Teatro San Babila
Dal
20 febbraio al 1 marzo
Cesare
Bocci, Marco Bonini, Eleonora Ivone
(testo
e regia di Angelo Longone)
Ospiti
Un grande
successo al teatro San Babila per la prima dello spettacolo Ospiti, la
commedia scritta e diretta da Angelo Longoni, che porta sul palcoscenico gli
aspetti tragicomici dei rapporti di coppia, tra matrimoni finiti, separazioni
non accettate e relazioni iniziate per uno scambio di persona.
Magistrale l'interpretazione di Cesare Bocci, Eleonora Ivone e Marco
Bonini, che prestano le loro voci e i loro gesti rispettivamente a Leo, uno
scrittore comico «alcolista, cinico e misantropo»
(«Io non odio l'Umanità; odio tutte le persone prese una per una»; «La
casa piena di gente? Meglio una colica!»), con una recente separazione alle
spalle, il «terrore dei sentimenti» e una concezione del matrimonio come
condanna all'ergastolo; Sara, un'aspirante attrice «masochista, con la
"Sindrome di Stoccolma"» («Amavo il mio aguzzino») ma anche
una laurea in antropologia e tanta voglia di vivere; Franco, un ex fidanzato
«paranoico, ossessivo-compulsivo, peggio della Gestapo», che crede la gelosia
sia «un afrodisiaco» ed è incapace di accettare l'abbandono :
«Se non mi ami non fa niente: posso farlo io per tutti e due»; «L'ho
seguita, spiata, minacciata, picchiata...ma solo per convincerla che
l'amavo...e comunque le ho sempre chiesto scusa».

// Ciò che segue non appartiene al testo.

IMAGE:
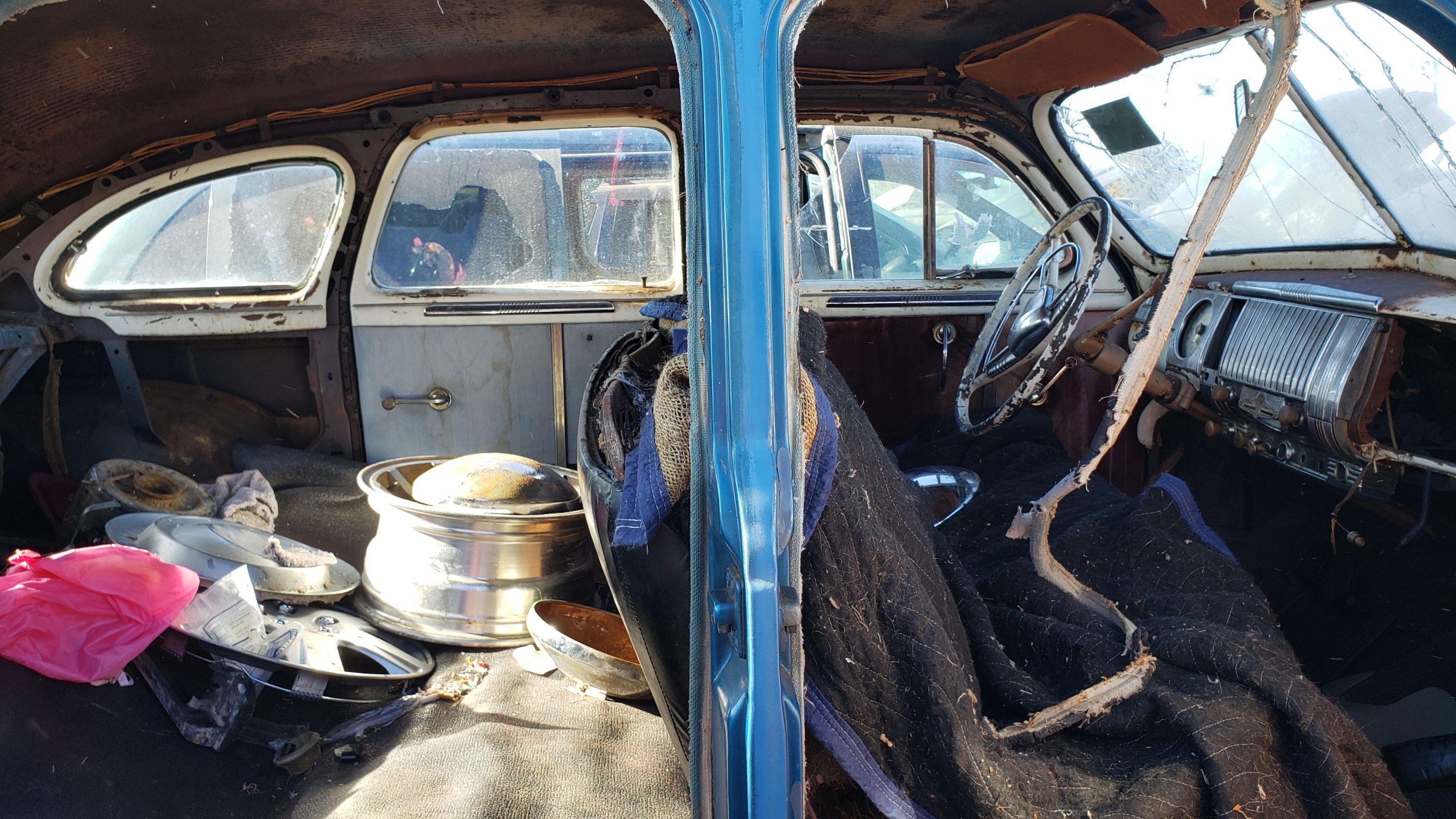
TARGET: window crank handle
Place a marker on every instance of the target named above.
(439, 399)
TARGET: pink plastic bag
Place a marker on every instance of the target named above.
(86, 613)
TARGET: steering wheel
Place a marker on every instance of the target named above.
(1047, 313)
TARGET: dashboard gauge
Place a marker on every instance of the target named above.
(1196, 328)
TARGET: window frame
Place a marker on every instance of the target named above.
(62, 267)
(98, 214)
(196, 312)
(366, 293)
(1401, 255)
(980, 295)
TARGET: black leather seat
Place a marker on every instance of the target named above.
(648, 584)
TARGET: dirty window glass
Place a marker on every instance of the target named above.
(983, 219)
(1391, 101)
(265, 228)
(1155, 139)
(883, 178)
(563, 207)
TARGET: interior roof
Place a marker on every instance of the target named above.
(85, 81)
(897, 34)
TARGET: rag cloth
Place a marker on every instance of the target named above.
(657, 469)
(245, 498)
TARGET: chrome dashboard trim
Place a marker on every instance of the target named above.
(1311, 295)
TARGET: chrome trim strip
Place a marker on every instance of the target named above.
(915, 300)
(558, 388)
(1311, 295)
(519, 308)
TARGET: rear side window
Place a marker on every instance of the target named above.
(983, 222)
(252, 230)
(558, 207)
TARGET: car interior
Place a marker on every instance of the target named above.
(343, 246)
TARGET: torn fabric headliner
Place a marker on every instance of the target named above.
(85, 81)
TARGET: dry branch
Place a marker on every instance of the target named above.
(1036, 523)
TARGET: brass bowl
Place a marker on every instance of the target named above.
(590, 646)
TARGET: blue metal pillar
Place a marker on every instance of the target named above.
(736, 67)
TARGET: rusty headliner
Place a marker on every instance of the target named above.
(85, 81)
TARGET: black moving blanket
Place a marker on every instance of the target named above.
(915, 638)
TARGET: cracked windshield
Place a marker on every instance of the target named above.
(1360, 82)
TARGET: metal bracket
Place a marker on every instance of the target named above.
(215, 721)
(130, 388)
(19, 348)
(308, 686)
(728, 610)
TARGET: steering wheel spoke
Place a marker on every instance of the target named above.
(1047, 306)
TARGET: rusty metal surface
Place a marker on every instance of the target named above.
(892, 35)
(132, 72)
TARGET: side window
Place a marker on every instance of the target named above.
(983, 220)
(884, 203)
(561, 207)
(251, 230)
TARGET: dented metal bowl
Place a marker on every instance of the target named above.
(590, 646)
(466, 576)
(213, 547)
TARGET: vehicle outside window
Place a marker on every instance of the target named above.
(983, 220)
(555, 207)
(1384, 97)
(257, 229)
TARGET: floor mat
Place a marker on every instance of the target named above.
(520, 745)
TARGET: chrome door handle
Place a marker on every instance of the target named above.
(439, 399)
(944, 334)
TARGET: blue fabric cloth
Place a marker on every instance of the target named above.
(664, 309)
(644, 492)
(673, 312)
(849, 751)
(1189, 508)
(645, 501)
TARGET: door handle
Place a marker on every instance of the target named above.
(944, 334)
(439, 399)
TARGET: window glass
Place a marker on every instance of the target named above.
(1391, 101)
(265, 228)
(1154, 140)
(883, 178)
(983, 219)
(555, 207)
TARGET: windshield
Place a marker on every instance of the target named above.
(1382, 97)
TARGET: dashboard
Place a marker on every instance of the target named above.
(1292, 372)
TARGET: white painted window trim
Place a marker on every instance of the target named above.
(376, 306)
(229, 312)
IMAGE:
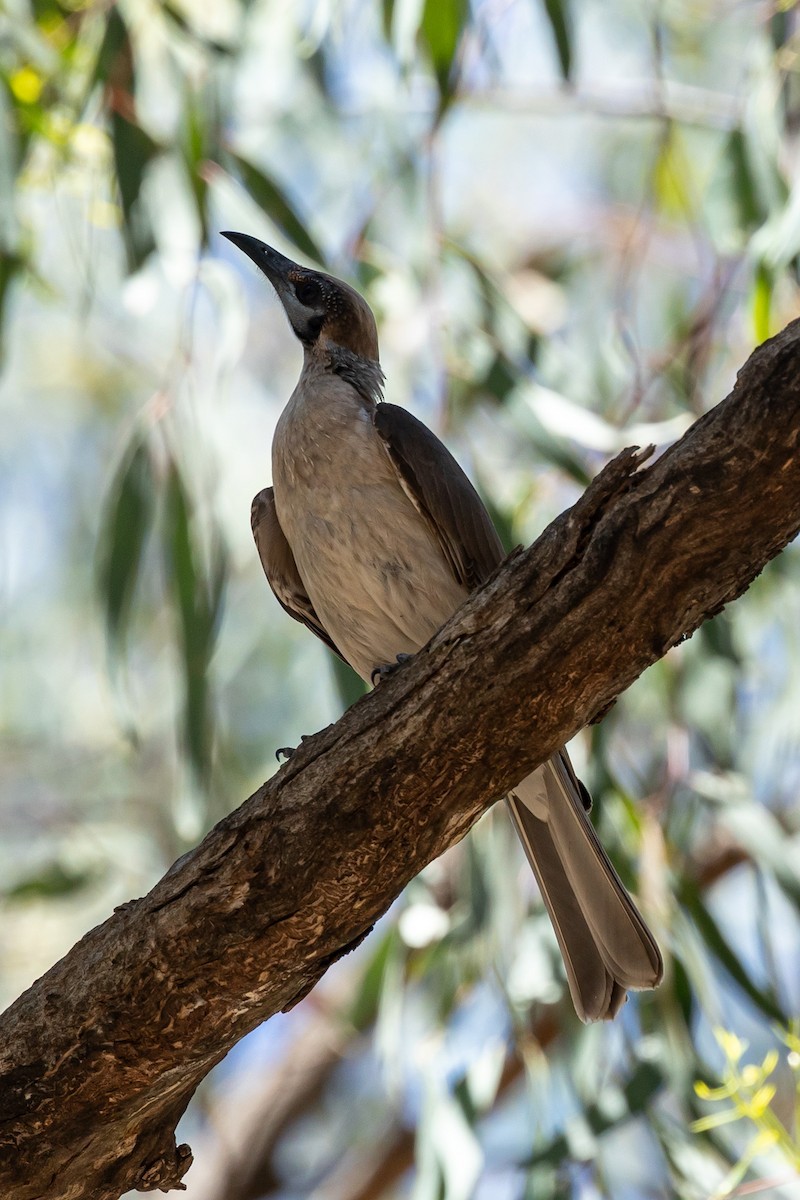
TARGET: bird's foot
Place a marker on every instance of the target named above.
(287, 751)
(386, 669)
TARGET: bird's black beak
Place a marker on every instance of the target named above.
(275, 265)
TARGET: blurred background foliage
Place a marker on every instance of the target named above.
(573, 219)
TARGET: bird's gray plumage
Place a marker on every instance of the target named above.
(372, 535)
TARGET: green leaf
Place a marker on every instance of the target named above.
(198, 144)
(125, 525)
(641, 1089)
(558, 15)
(114, 46)
(198, 604)
(388, 12)
(443, 22)
(741, 181)
(349, 685)
(270, 197)
(726, 957)
(762, 303)
(133, 153)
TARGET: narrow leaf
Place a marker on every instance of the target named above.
(559, 17)
(125, 526)
(197, 604)
(726, 957)
(443, 22)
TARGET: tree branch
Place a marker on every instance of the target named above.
(101, 1056)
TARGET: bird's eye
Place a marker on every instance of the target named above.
(308, 292)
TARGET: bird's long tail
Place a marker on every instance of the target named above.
(606, 945)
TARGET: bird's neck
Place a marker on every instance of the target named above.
(364, 375)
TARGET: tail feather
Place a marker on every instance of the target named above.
(606, 945)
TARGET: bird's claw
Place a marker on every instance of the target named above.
(386, 669)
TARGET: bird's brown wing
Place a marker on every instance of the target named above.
(281, 569)
(443, 493)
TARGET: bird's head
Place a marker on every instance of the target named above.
(325, 313)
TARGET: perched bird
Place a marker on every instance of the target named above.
(372, 535)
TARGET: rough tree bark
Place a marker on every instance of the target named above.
(101, 1056)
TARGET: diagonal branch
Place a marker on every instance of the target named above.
(101, 1056)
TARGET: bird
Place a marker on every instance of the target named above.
(372, 535)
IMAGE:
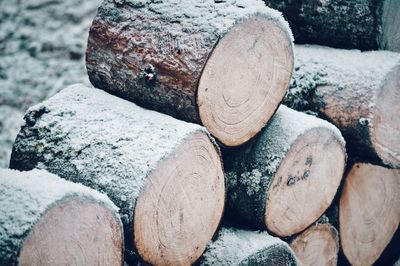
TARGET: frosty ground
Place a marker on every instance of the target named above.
(42, 50)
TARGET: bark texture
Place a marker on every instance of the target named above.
(357, 92)
(154, 53)
(369, 212)
(317, 245)
(254, 167)
(109, 144)
(25, 199)
(361, 24)
(241, 247)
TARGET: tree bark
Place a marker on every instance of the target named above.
(317, 245)
(360, 24)
(242, 247)
(46, 220)
(225, 65)
(369, 212)
(357, 92)
(286, 177)
(165, 175)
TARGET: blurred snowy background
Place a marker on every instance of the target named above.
(42, 50)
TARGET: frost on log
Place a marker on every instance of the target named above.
(239, 247)
(317, 245)
(165, 175)
(359, 92)
(288, 175)
(362, 24)
(369, 212)
(224, 65)
(45, 220)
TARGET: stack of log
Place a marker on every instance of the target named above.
(186, 116)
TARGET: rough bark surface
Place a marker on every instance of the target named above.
(154, 53)
(109, 144)
(25, 198)
(357, 92)
(252, 168)
(242, 247)
(369, 212)
(361, 24)
(317, 245)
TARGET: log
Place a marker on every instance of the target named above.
(45, 220)
(165, 175)
(286, 177)
(357, 92)
(224, 65)
(242, 247)
(361, 24)
(369, 212)
(317, 245)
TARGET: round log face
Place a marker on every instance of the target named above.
(180, 208)
(385, 129)
(369, 212)
(318, 245)
(244, 80)
(74, 232)
(305, 183)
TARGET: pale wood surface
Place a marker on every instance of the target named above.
(369, 212)
(317, 246)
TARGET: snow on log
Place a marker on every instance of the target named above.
(357, 92)
(288, 175)
(317, 245)
(165, 175)
(223, 64)
(45, 220)
(365, 24)
(241, 247)
(369, 212)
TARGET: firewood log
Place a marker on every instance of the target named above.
(286, 177)
(357, 92)
(165, 175)
(369, 212)
(224, 65)
(45, 220)
(242, 247)
(317, 245)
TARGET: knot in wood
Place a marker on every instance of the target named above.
(149, 73)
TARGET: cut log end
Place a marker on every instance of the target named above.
(298, 187)
(74, 231)
(318, 245)
(185, 194)
(385, 130)
(369, 212)
(236, 99)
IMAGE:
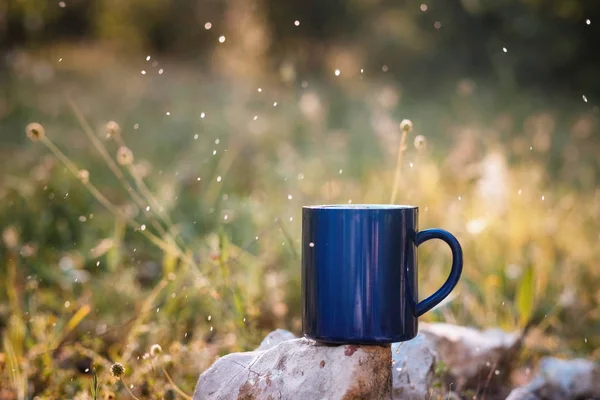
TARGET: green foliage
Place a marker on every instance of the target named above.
(526, 296)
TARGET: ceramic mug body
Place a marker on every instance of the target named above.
(359, 273)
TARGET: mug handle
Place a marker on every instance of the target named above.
(455, 271)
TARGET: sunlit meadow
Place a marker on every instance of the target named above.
(158, 204)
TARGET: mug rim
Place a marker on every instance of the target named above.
(362, 207)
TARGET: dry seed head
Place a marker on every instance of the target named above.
(124, 156)
(109, 396)
(406, 125)
(420, 142)
(10, 237)
(155, 350)
(35, 132)
(84, 176)
(112, 129)
(117, 370)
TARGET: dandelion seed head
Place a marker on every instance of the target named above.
(124, 156)
(35, 132)
(406, 125)
(420, 142)
(117, 370)
(155, 350)
(112, 129)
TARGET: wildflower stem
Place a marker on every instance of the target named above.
(398, 166)
(113, 209)
(128, 390)
(114, 167)
(142, 312)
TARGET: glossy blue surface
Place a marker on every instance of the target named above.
(359, 273)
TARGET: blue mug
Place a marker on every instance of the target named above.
(359, 273)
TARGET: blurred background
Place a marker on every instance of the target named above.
(159, 201)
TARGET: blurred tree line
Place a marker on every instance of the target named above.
(549, 43)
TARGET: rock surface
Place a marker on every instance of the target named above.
(562, 379)
(300, 369)
(274, 338)
(413, 368)
(472, 356)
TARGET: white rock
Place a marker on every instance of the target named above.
(473, 358)
(413, 368)
(274, 338)
(300, 369)
(562, 379)
(522, 394)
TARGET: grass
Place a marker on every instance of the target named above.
(194, 244)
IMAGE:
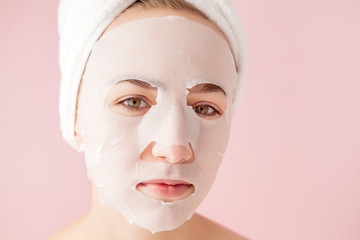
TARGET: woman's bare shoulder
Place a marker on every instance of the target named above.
(216, 231)
(70, 232)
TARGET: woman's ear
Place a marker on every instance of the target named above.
(78, 137)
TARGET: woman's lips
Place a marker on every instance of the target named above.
(166, 189)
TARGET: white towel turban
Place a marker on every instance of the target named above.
(80, 24)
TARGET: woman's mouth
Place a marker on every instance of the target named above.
(165, 189)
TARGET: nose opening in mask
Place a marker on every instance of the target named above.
(174, 154)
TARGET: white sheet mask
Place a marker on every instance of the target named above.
(173, 54)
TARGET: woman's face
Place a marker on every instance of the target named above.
(153, 116)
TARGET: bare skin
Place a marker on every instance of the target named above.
(104, 222)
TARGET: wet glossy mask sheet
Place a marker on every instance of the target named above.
(172, 54)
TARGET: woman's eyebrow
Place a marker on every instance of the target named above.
(206, 88)
(139, 83)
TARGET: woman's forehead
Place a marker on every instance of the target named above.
(164, 50)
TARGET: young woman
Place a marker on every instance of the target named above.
(152, 115)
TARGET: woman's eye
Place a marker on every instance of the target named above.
(134, 103)
(207, 111)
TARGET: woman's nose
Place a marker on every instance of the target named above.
(175, 154)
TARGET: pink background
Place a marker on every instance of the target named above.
(292, 168)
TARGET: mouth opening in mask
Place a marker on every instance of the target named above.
(166, 190)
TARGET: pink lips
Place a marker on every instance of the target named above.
(166, 189)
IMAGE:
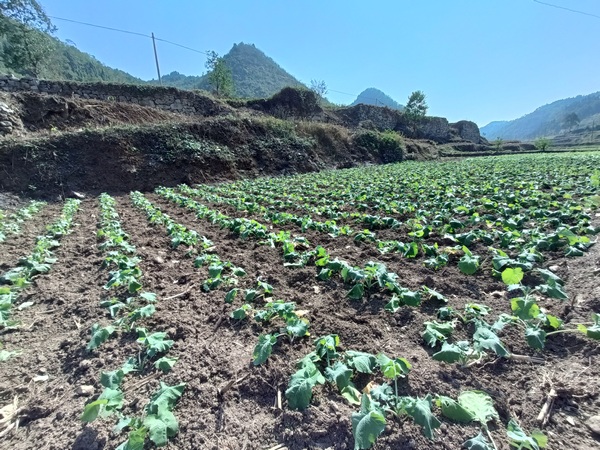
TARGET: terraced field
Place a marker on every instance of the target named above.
(414, 305)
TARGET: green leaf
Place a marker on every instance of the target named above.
(454, 410)
(479, 404)
(367, 424)
(161, 426)
(393, 368)
(263, 349)
(432, 293)
(155, 343)
(479, 442)
(525, 308)
(134, 286)
(410, 298)
(351, 394)
(549, 276)
(296, 327)
(360, 361)
(99, 336)
(450, 353)
(518, 437)
(109, 401)
(339, 374)
(240, 313)
(148, 296)
(165, 364)
(512, 276)
(230, 296)
(553, 322)
(420, 411)
(393, 305)
(326, 346)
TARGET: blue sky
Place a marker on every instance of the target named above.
(480, 60)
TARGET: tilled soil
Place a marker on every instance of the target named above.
(214, 350)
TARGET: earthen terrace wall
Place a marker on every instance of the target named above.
(166, 98)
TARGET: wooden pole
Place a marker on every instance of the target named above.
(156, 59)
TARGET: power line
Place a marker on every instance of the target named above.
(172, 43)
(567, 9)
(182, 46)
(100, 26)
(129, 32)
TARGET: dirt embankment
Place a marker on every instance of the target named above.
(63, 145)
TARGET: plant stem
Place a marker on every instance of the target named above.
(562, 331)
(490, 436)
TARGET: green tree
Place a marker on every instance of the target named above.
(572, 120)
(498, 143)
(26, 29)
(219, 75)
(416, 107)
(542, 143)
(319, 87)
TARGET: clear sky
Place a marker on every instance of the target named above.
(480, 60)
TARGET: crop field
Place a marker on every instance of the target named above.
(438, 305)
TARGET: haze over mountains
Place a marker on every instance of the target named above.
(549, 120)
(372, 96)
(256, 75)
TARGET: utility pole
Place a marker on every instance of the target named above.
(156, 59)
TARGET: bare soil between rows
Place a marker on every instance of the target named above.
(214, 349)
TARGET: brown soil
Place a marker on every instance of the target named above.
(55, 331)
(53, 113)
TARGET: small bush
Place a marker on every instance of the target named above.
(388, 146)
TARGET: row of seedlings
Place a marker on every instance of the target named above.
(297, 252)
(127, 306)
(258, 302)
(11, 224)
(374, 276)
(40, 261)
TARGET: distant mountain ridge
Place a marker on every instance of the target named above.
(548, 120)
(66, 62)
(372, 96)
(255, 75)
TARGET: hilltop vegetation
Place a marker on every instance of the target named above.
(372, 96)
(255, 75)
(60, 60)
(549, 120)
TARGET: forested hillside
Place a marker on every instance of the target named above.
(550, 120)
(26, 51)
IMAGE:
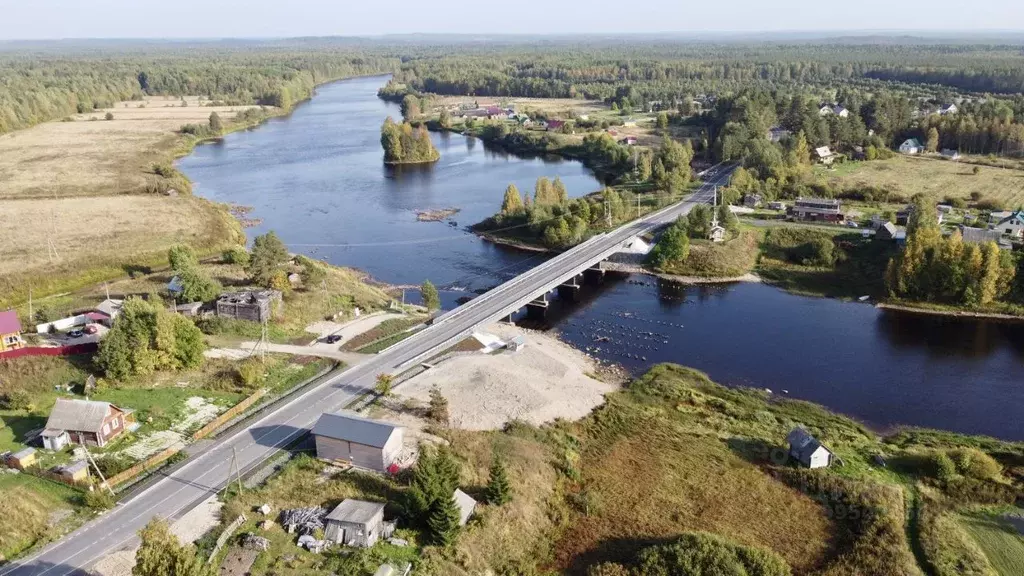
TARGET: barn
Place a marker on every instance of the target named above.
(360, 442)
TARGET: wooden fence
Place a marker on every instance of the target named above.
(210, 427)
(239, 408)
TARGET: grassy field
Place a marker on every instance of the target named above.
(936, 178)
(87, 187)
(1001, 541)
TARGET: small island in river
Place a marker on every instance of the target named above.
(404, 145)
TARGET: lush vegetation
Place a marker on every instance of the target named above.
(53, 84)
(946, 270)
(404, 145)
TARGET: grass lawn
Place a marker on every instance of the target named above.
(1001, 541)
(936, 178)
(33, 509)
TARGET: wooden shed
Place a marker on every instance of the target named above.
(23, 459)
(360, 442)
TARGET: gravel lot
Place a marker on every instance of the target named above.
(547, 379)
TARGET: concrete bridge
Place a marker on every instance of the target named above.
(209, 470)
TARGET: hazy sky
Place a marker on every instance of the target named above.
(217, 18)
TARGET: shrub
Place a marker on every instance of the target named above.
(16, 400)
(236, 255)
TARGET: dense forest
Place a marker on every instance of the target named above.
(41, 86)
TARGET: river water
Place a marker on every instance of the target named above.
(316, 178)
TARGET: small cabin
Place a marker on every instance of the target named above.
(808, 450)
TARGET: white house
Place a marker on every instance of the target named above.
(807, 450)
(1012, 225)
(911, 146)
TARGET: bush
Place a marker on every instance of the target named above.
(16, 400)
(236, 255)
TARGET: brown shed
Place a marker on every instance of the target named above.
(359, 442)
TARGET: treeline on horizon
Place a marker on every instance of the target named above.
(38, 88)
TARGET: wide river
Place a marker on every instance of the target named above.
(316, 178)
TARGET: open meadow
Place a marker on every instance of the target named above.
(934, 177)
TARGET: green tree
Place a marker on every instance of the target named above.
(146, 337)
(499, 490)
(430, 297)
(197, 286)
(673, 248)
(267, 256)
(512, 203)
(216, 126)
(932, 142)
(181, 256)
(160, 553)
(410, 107)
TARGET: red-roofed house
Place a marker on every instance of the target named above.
(10, 331)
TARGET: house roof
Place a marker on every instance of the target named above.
(466, 504)
(803, 444)
(979, 236)
(80, 415)
(354, 428)
(9, 324)
(355, 511)
(1015, 217)
(110, 306)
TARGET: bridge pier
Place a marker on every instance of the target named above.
(595, 274)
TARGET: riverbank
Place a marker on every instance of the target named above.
(119, 175)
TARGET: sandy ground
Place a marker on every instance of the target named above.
(189, 528)
(547, 379)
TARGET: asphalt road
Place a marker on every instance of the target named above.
(208, 471)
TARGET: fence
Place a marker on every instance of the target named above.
(54, 351)
(160, 458)
(229, 415)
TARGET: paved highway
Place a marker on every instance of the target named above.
(209, 470)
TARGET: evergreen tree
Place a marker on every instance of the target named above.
(216, 126)
(443, 521)
(512, 203)
(499, 490)
(268, 254)
(932, 142)
(430, 297)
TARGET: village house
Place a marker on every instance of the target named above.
(254, 305)
(1012, 225)
(359, 442)
(824, 155)
(356, 523)
(816, 209)
(911, 146)
(808, 450)
(10, 331)
(84, 421)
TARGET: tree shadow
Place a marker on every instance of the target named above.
(622, 550)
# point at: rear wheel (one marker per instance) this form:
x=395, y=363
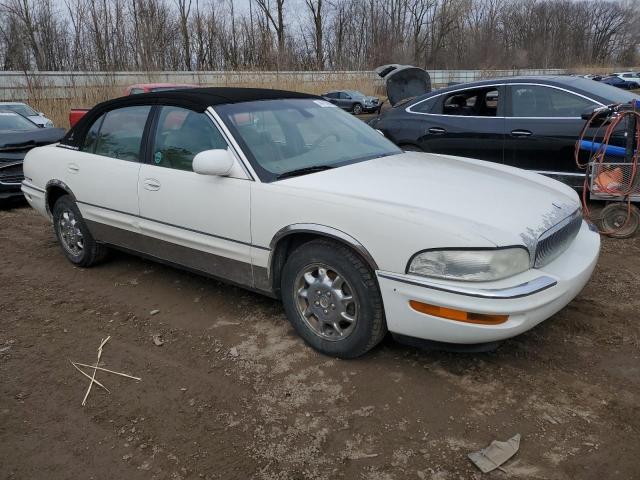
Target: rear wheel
x=332, y=299
x=74, y=236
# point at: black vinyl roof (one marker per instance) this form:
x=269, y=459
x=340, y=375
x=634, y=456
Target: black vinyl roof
x=197, y=99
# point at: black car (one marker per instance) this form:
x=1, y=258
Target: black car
x=18, y=135
x=353, y=101
x=526, y=122
x=625, y=84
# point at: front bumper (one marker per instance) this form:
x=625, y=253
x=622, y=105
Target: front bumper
x=36, y=197
x=528, y=298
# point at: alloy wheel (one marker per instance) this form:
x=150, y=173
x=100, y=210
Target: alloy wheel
x=326, y=302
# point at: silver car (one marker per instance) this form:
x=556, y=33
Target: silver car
x=26, y=111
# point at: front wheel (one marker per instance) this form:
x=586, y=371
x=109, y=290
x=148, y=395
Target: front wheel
x=74, y=236
x=332, y=299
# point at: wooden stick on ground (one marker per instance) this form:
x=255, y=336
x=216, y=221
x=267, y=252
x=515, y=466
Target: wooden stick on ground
x=78, y=364
x=89, y=377
x=93, y=377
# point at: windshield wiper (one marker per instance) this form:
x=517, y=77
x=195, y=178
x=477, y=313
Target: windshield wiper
x=303, y=171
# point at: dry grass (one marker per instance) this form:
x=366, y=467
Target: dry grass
x=47, y=98
x=56, y=102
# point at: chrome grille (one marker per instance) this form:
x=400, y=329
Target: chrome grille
x=11, y=173
x=557, y=239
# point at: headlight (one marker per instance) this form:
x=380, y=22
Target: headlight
x=471, y=265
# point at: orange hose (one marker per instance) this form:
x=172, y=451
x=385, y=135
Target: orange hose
x=598, y=158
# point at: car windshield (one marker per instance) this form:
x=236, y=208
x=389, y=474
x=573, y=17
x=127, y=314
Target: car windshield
x=282, y=136
x=13, y=121
x=24, y=110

Tre personaggi disadattati, le cui vicende si intrecciano sullo sfondo di
un equivoco, uno scambio di identità che porta Leo al centro della vita dell'affascinante
e sconosciuto Giorgio, prendendone in affitto l'appartamento e in prestito gli
abiti, ricevendone le telefonate e le visite, sostituendosi a lui nella
relazione con Sara e dunque nella rivalità con Franco. La figura di Giorgio
diviene una sorta di alter ego ideale con cui entrambi i protagonisti
vorrebbero identificarsi, per sottrarsi alla propria insicurezza, riscattarsi
dalla disperazione e dal fallimento della loro vita sentimentale; ma qualsiasi
tentativo di sfuggire alla loro identità («Hai fatto bene a lasciarmi;
anch'io mi lascerei, se potessi») o di annebbiare la consapevolezza di sé
per mezzo dell'alcool («Il fegato è un organo sopravvalutato»; «L'alcool
aiuta a vedere le cose con più lucidità») non farò che approfondire in loro
la convinzione che «Ci toccherà la fatica di essere
noi stessi» o di scegliere il suicidio, «la peggiore forma
d'impazienza» verso un risultato cui comunque la vita "porta
naturalmente" («Essere innamorati non è un problema: prima o poi passa»).
Molto diversa la personalità di Sara, che s'improvvisa simpatica «psicologa
in body di leopardo» e con femminilità, intelligenza e coraggio sconfessa lo
«stereotipo della coppia» («Tutti si sposano per narcisismo») e dirige
le vicende degli uomini che la circondano, affermando la propria indipendenza,
difendendo la libertà conquistata e il diritto di "dire no" anche a
costo di prendere a calci il passato dall'eleganza delle sue scarpe di vernice
rossa (con tacco).
In questa commedia, il cui finale resta sospeso tra una dichiarazione
d'amore e una pistola inceppata che però ricomincia a funzionare, il sesso
"debole" prende la propria rivincita sulla prevaricazione dell'uomo,
che si rivela qui infantile, capriccioso e incapace di accettare le sconfitte,
i rifiuti, gli insuccessi personali, rifugiandosi nell'autolesionismo o nella
violenza.
«Ti sembrerà strano, ma alle donne non piace essere picchiate. Tranne ad
alcune. Ma quelle le riconosci: indossano
delle tute in latex, usano le fruste e hanno delle manette appese al fianco!».